The General Interest of a given transport policy cannot be fully assessed by applying a Cost-Benefit Analysis if it does not consider the room for conviviality provided by transport services, the quality of transport in a deeper sense, as well as equity impacts among social groups and different generations. Cost-Benefit Analysis should provide a proxy measure of the General Interest. Since freedom to move is a fundamental right, restricting people’s mobility should always be justified as an acceptable exception, on the grounds of the General Interest. An increasing number of Courts of Justice rulings in different European countries, although not always fully consistent, are defining what we should regard as General Interest when designing transport policies. The transport policies that best serve the General Interest should not always be those saving more time, for as many people as possible, at the minimum cost, particularly in cities and regions where transport networks are well-developed and time-savings may be marginal.

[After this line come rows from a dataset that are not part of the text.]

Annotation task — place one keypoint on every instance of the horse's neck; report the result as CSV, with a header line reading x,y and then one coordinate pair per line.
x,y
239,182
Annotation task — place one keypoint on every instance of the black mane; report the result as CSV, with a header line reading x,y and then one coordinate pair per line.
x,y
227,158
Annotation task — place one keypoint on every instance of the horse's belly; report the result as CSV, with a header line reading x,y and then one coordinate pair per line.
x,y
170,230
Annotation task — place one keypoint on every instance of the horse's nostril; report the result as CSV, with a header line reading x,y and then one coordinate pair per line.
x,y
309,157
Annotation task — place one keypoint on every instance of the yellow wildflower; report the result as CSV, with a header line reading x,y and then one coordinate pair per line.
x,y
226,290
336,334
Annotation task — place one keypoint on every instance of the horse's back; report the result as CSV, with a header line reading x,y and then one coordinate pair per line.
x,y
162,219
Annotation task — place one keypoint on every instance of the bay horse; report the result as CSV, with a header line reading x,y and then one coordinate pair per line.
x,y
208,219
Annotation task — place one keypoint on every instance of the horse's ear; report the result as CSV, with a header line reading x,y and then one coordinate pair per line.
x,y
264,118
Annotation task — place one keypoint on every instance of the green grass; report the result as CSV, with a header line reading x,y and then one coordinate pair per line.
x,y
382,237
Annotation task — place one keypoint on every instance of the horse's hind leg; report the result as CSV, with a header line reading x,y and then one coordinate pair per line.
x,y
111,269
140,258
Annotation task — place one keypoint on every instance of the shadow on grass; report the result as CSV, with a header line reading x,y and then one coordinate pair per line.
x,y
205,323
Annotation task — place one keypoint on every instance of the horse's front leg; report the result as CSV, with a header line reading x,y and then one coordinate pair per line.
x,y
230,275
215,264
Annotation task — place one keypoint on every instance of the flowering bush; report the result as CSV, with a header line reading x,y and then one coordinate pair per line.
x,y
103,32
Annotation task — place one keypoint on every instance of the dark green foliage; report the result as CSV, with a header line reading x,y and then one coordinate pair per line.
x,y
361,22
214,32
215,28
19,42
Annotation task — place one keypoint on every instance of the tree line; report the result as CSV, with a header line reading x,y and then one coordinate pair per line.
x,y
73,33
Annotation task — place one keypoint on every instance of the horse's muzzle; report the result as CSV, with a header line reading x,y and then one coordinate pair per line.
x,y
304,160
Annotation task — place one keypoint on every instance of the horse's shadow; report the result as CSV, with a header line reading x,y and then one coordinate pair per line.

Social Choice Theory and Multicriteria assessment frameworks must be further investigated to complement the utilitarian approach of the Cost-Benefit Analysis, making explicit what a given policy actually means for people, communities and institutions. Ethical concerns should be more manifest in transport policy appraisal.
We welcome the widespread adoption of Urban Sustainable Mobility Plans that do not intend to provide as much mobility as possible but to improve the city as a whole, balancing traffic flows and places. We celebrate that sustainable mobility policies are already being applied in most European cities. Introduced in 2013, Sustainable Urban Mobility Plans (SUMP) and Sustainable Energy and Climate Action Plans are a cornerstone of EU urban mobility. Traffic calming policies are being increasingly implemented in European cities, reducing noise, stress and pollution whilst improving wellbeing (these being the main goals of Urban Sustainable Mobility Plans). Current Urban Sustainable Mobility Plans do not intend to provide as much mobility as possible but to improve the city as a whole, balancing traffic flows and places. Upgraded SUMPs will favour active, collective and public transport and shared mobility (including catering for urban-rural links), integrating resilience strategies as well as Sustainable Urban Logistics Plans (SULP) based on zero-emission vehicles and solutions. Still, these upgraded SUMPs do not sufficiently recognise the social and cultural dimensions of mobility, and the fundamental difference between passengers and freight transport.
We support the “Vision Zero” policy that aims to eliminate road fatalities and injuries to almost zero. As walking, cycling, electric scooters and other new forms of micro-mobility increase, a higher number of people are expected to travel through the streets of our cities.
- Most people feel disadvantaged and fearful of losing the fundamental rights associated with the freedom of unconstrained mobility. Current change attempts in the European mobility sector, in favour of sustainable development, have spurred emotional debates on speed limits or massive protests on rising fuel taxes. European Courts of Justice may rule against policies rebalancing mobility if their General Interest is not well defined or justified. The culture of speed, and optimisation, still prevails. The change we advocate is political and cultural, and will not happen spontaneously.